Net income advanced to $1 billion, or $2.92 a share, from $953 million, or $2.81, a year earlier, the Zurich-based company said Wednesday in a statement. Operating income, which excludes some investment results, was $2.05 a share, beating the $1.84 average estimate of 19 analysts surveyed by Bloomberg.

ACE, which has offices in more than 50 countries, remained profitable during a global economic decline that has crimped demand for coverage. Chief Executive Officer Evan Greenberg, 56, expanded beyond commercial property/casualty insurance through acquisitions, adding life and general insurance companies in Asia and purchasing a majority stake in a U.S. crop insurer.

“They're building a very good, high-quality portfolio of noncorrelated products, as well as businesses that are geographically diverse,” said Michael Paisan, an analyst at Stifel Nicolaus & Co., before the earnings were announced. “It's kind of the like the conglomerate theory, where you're not at the whims of any single market.” Mr. Paisan has a “buy” rating on the stock.

ACE's forecast

Operating earnings may decline in 2011 to a range of $6.10 to $6.50 a share, ACE said. That would miss $7.46, the average estimate of 19 analysts surveyed by Bloomberg. Full-year 2010 operating income was $6.48 a share.

ACE shares fell 5% to $59.30 at 5 p.m. New York time Wednesday in extended trading following the announcement. They have climbed 26% in the past year compared with an 18% gain in the S&P 500 Index.

Fourth-quarter premium revenue increased 5.5% to $3.57 billion from $3.39 billion a year earlier. The insurer earned 9.7 cents for every premium dollar in the fourth quarter, compared with 10.4 cents. ACE posted a $532 million in investment income, up from $512 million a year earlier.

Book value, a measure of assets minus liabilities, rose to $68.59 a share from $67.34 on Sept. 30. Securities rated AAA make up about half of ACE's fixed-income portfolio, according to a regulatory filing. Long-term AAA corporate debt lost 5.4% in the fourth quarter, a Bank of America Merrill Lynch index shows. That compares with a gain of 10.2% for the S&P 500.

Avoiding risk

“They’re very conservative, they don’t take a lot of outsized risk in the portfolio,” said Clifford Gallant, an analyst with Keffe Bruyette & Woods Inc. before earnings were released. “There’s not a lot of hedge fund investment there. They’re trying to build value through the underwriting.” Gallant owns ACE shares and rates the stock “outperform.”

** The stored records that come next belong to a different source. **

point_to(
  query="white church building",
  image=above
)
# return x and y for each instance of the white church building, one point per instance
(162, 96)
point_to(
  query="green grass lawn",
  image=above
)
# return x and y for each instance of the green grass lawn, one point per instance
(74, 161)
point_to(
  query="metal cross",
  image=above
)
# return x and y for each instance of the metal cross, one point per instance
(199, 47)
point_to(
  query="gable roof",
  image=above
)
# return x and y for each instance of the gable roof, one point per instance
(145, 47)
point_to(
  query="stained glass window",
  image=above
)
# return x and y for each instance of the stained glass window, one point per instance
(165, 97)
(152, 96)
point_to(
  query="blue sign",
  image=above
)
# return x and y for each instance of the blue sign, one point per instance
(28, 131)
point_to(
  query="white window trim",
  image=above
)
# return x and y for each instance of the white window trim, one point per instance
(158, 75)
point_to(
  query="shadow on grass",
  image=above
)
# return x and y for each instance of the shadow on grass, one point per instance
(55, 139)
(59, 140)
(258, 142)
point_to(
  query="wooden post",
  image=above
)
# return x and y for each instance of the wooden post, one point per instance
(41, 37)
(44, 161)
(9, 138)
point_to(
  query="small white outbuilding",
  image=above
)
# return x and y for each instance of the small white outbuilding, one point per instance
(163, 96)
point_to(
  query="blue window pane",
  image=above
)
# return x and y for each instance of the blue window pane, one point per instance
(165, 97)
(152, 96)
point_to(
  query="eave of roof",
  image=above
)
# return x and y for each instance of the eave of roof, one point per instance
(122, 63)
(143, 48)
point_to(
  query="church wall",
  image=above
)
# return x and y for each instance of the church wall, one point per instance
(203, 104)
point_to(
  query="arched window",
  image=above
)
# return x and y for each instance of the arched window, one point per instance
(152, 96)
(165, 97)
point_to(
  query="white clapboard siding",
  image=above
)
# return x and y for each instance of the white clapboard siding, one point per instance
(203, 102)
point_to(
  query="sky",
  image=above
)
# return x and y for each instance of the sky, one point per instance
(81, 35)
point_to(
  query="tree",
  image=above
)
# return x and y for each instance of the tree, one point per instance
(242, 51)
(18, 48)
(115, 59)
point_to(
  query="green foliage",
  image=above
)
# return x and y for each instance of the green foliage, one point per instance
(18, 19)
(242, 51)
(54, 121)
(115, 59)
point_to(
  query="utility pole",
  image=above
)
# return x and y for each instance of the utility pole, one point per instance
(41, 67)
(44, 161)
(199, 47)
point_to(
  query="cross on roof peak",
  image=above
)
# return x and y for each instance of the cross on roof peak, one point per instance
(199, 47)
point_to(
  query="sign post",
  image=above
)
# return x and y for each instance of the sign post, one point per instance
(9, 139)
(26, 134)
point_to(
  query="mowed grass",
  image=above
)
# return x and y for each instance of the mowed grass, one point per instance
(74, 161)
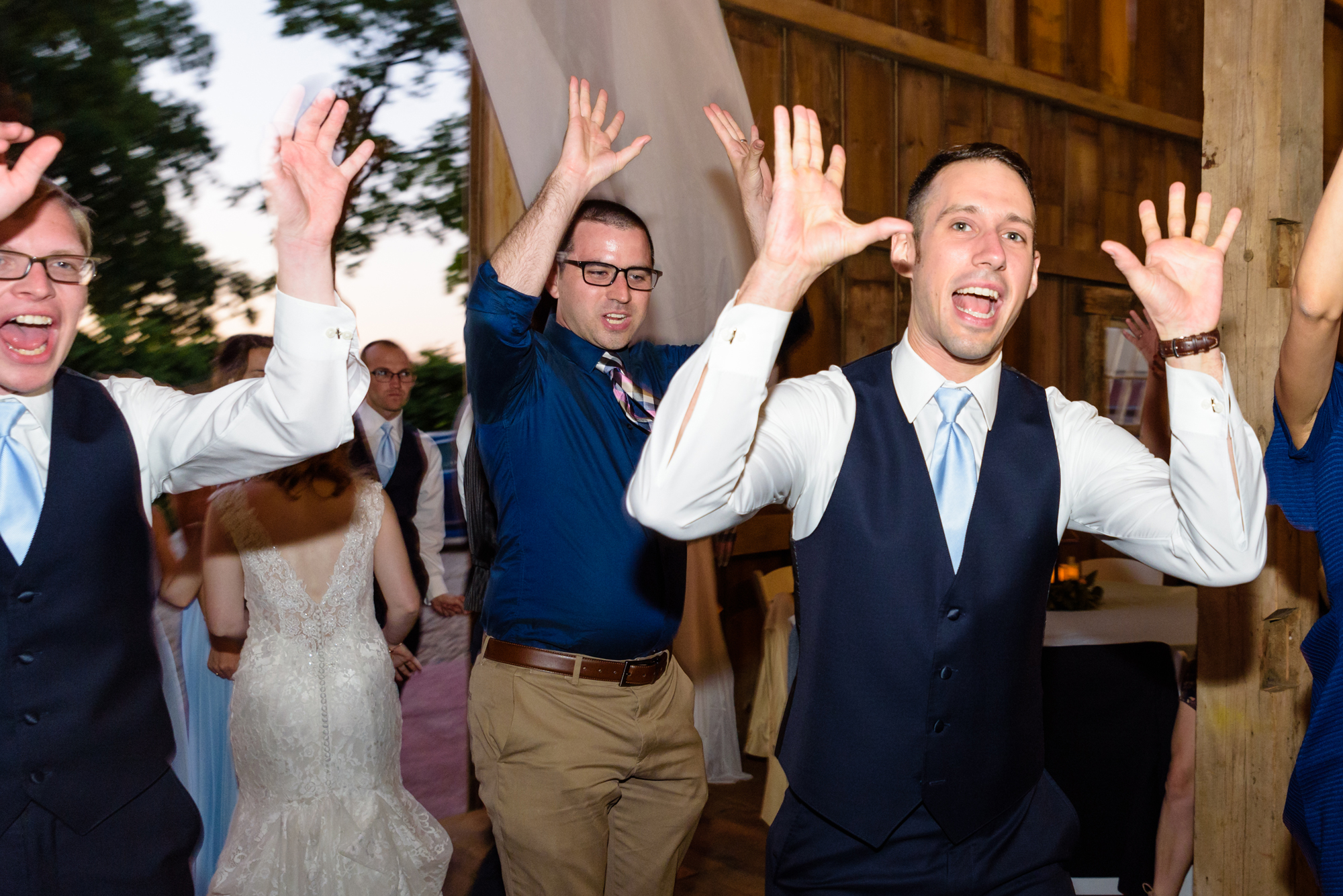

Catastrophe losses were $50 million before tax compared with $23 million a year earlier. ACE said $30 million of the fourth-quarter catastrophe loss was from flooding in Australia.

The Queensland floods, which have killed at least 26 people and hit an area larger than Texas and California combined, may cost insurers and reinsurers $4 billion to $6 billion, according to catastrophe modeler AIR Worldwide. Claims at the higher end of that range would rank the disaster as Australia’s most expensive for at least 30 years, based on a list compiled by Munich Reinsurance Co.

In 2010, ACE agreed to pay about $1.1 billion for a majority stake in Rain & Hail Insurance Service Inc., $425 million for New York Life Insurance Co.’s Hong Kong and South Korean life units and $210 million for Malaysia-based Jerneh Insurance Bhd.